Go is a general purpose systems programming language developed at Google by Robert Griesemer, Rob Pike, and Ken Thompson. Go has been on my radar since it became publicly available a year ago as an open source project, and since then its documentation has been improving and a small community of users has been forming around the language. Last week I had some time off from work that coincided nicely with the Thanksgiving holiday and I thought it'd be fun to spend some of it looking at Go. Here's the first in a series of five posts that share my thoughts and experiences of spending a week with Go.

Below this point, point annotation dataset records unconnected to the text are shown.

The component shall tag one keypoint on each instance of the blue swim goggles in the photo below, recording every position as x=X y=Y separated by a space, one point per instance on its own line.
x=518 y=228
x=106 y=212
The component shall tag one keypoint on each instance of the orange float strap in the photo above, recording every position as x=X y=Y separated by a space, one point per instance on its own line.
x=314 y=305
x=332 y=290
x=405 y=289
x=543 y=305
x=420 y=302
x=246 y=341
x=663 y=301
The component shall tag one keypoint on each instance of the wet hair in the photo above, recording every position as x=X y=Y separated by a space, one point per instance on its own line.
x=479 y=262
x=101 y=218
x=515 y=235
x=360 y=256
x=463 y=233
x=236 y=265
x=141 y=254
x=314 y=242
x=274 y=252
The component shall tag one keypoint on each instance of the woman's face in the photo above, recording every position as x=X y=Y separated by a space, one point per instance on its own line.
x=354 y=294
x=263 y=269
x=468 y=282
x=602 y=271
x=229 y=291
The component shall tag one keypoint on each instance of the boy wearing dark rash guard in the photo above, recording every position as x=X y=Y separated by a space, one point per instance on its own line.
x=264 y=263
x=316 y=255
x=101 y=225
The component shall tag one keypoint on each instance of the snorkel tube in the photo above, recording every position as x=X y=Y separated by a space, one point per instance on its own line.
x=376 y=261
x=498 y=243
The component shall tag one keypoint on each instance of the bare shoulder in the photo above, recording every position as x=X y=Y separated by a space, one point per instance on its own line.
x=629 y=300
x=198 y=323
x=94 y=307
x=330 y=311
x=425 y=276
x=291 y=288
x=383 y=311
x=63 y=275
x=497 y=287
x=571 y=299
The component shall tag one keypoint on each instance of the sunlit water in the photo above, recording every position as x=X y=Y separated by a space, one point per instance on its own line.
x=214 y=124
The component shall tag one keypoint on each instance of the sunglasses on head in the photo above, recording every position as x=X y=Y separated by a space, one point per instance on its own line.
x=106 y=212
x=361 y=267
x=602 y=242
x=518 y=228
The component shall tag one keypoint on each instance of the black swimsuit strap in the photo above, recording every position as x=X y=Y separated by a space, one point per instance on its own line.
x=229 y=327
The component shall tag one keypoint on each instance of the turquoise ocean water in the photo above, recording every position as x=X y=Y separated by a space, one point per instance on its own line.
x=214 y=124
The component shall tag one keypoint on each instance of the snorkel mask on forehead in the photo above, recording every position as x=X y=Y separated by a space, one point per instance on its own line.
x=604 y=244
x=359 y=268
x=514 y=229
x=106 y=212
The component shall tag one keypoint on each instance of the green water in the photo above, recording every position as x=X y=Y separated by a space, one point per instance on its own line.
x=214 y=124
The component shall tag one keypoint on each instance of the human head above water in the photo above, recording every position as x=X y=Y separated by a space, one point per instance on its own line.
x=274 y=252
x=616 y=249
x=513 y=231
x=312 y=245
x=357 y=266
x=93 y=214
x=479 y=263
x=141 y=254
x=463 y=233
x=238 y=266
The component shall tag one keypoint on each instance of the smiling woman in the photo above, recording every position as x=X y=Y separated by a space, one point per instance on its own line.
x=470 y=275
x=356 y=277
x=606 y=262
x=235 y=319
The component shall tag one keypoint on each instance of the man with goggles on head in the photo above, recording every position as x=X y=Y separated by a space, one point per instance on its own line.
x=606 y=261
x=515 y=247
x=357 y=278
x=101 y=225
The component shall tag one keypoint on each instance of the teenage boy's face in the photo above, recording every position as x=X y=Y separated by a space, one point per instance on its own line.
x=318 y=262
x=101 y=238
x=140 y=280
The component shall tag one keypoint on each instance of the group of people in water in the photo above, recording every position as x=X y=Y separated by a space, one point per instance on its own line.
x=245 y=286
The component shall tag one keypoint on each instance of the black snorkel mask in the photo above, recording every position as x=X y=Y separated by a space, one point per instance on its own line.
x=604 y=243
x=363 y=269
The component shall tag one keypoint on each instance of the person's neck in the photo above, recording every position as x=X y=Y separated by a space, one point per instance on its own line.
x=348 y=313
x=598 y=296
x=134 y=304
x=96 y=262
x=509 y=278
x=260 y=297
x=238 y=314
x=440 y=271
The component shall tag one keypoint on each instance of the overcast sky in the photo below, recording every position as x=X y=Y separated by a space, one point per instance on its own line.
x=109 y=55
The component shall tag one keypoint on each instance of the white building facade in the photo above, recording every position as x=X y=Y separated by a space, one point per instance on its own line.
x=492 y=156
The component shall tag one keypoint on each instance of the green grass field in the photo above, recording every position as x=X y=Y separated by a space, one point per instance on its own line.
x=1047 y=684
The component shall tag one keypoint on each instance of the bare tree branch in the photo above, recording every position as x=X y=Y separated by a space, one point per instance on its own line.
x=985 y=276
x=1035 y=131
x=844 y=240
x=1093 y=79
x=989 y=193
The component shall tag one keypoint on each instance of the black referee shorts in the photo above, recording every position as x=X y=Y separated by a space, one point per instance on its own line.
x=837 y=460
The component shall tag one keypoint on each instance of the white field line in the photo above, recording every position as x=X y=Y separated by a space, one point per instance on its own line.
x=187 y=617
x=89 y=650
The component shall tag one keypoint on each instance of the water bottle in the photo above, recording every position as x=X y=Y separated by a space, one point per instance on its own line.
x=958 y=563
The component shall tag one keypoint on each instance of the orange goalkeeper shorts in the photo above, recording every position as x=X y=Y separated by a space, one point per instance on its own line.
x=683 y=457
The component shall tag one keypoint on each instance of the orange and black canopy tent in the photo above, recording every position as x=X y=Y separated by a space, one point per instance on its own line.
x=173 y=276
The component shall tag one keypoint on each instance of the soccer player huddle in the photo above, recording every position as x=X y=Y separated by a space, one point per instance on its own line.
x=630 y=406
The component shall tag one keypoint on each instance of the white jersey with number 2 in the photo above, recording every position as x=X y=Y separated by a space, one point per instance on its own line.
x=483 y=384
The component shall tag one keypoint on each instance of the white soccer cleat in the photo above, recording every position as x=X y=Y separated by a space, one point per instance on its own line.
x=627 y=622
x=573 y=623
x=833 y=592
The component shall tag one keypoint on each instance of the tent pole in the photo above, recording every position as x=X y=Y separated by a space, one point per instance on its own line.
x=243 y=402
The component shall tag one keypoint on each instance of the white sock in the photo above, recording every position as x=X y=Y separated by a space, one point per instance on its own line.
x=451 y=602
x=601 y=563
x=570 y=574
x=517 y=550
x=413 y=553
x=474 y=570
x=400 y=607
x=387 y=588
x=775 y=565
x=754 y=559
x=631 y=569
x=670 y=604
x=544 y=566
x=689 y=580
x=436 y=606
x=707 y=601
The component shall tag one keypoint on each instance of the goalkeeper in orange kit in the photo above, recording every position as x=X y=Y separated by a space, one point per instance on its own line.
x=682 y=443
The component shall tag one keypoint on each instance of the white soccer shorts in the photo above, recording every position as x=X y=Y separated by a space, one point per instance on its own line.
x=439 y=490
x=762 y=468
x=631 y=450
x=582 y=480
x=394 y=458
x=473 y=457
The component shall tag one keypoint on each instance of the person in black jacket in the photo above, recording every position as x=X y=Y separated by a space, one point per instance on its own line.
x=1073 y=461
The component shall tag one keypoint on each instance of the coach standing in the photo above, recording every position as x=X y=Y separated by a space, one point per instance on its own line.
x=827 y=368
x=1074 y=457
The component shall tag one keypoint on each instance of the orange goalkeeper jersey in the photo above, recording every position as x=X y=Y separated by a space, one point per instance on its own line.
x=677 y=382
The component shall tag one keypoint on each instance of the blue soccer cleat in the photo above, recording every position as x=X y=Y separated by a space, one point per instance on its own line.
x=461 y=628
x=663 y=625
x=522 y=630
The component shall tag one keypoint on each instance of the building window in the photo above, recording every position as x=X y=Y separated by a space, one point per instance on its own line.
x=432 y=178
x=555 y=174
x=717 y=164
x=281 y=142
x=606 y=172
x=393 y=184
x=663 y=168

My first Go programs were solutions to a couple Project Euler solutions. This was just to get a basic feel for its syntax.

Problem 1
package main

import fmt "fmt"

func main() {
    sum := 0
    for i := 0; i < 1000; i++ {
        if i%3 == 0 || i%5 == 0 {
            sum += i
        }
    }
    fmt.Printf("%d\n", sum)
}

There are a few oddities, but overall there's nothing earth shattering with Go's syntax.
  • Parentheses aren't used in constructs like if and for as they are in C, though braces are always required, and semicolons are used as separators-- not terminators. The resulting code looks nice and clean. The lack of terminators is a bit disconcerting, though... have we learned nothing from JavaScript?
  • := elides variable declarations and the compiler will deduce the variable's type, reminiscent of OCaml's type inference (though it doesn't extend to function declarations and the like). The more verbose way of declaring and assigning sum would be var sum int = 0. It's nice once you get the hang of it, but I think this might be a bit confusing for new programmers.

Problem 2
package main

import fmt "fmt"

func main() {
    a, b, c, sum := 0, 1, 0, 0
    for c < 4000000 {
        c = a + b
        a, b = b, c

        if c%2 == 0 {
            sum += c
        }
    }

    fmt.Printf("%d\n", sum)
}

Whoa, Go doesn't have a while loop? Surely this is madness!
  • The designers extended the minimal syntax philosophy to common language constructs as well. Different for variations are used to write not only your traditional for loops, but also while loops and foreach/for in loops. I think for c < 4000000 is a bit awkward to read but it becomes second nature to write in short order.
It's nice to have less keywords and the code looks clean and readable. Despite some hesitance, my opinion was favorable overall after the first day.